Tommy Lee Jones strides past, the very image of his character, General Douglas MacArthur. A plucky RNZAF flight lieutenant asks if he would like to join the air force. "Not yours," he drawls.
The two Hollywood stars have maintained a low profile while shooting the World War II drama The Emperor in New Zealand. But yesterday, the Herald on Sunday was given exclusive access to the big-budget production.
Nearly 300 extras, plus dozens of crew members, were on location at Whenuapai Air Base in West Auckland as they recreated General MacArthur's arrival in Japan at the end of Word War II.
In a break from filming, Fox, who plays Japanese expert General Bonner Fellers, says he has been "pretty slammed with work" during his two-month stay, though he did manage to get a few days off while his wife Margherita Ronchi and two children Kyle and Byron were here.

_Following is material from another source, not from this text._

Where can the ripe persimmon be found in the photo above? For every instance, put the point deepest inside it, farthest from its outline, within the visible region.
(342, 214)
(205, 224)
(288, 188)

"We went to Piha and it was frickin' fantastic. We had such a nice weekend there. We spent the entire time in the water. The kids spent six years in Hawaii when I was working on Lost so for them to get back in the surf was awesome, we had such a blast."
The family have gone home to Oregon and Fox says he is desperate to join them when filming ends next week.
"I'm really excited to go home. It's so hard for me being away from the three most important people in the world to me."
In the meantime, he has been indulging his love of wine - and has taken a particular liking to Waiheke Island's Destiny Bay vineyard. He visited the winery last weekend and met owners the Spratt family.
Fox says most fans recognise him as Jack out of epic TV fantasy Lost. "But honestly, I don't get recognised most of the time. I try to keep a low profile."
Today, the famously gruff Jones is off-limits for interviews. But he mingles freely with the crew, standing in line for lunch and sitting down to eat with co-workers.
Jones came to New Zealand with wife Dawn Laurel, and the couple flew to Queenstown for a sightseeing trip last weekend.
Jones has a special connection with the country: his eldest son Austin was born here in 1982 while he was filming pirate film Nate and Hayes.
Kiwi producer Tim Coddington worked on that film with Jones.
"I remember feeling sorry for Tommy at the time, having his first-born son while he was filming," Coddington says.
The cast and extras spent up to 18 hours on set yesterday as Whenuapai was turned into Atsugi Airfield in Japan, where MacArthur arrived in August, 1945, to accept the Japanese surrender.
The production team had earlier turned Southdown Freezing Works into war-ravaged Tokyo.
Director Peter Webber, whose credits include The Girl With the Pearl Earring, says it is a great showcase for New Zealand filmmaking. The Kiwi-dominated crew has brought a refreshing "can-do" attitude.
"In some countries you get this thing where people are a bit like 'oh that's not my department' but here everyone mucks in."
The film deals with whether Japan's wartime ruler, Emperor Hirohito, should be tried and hanged as a war criminal - a subject that Webber says still resonates today.
"The Americans dealt with this in 1945 - I would argue with more intelligence than the situation was handled in Iraq. Japan rose from the ashes and the rubble and became a world power."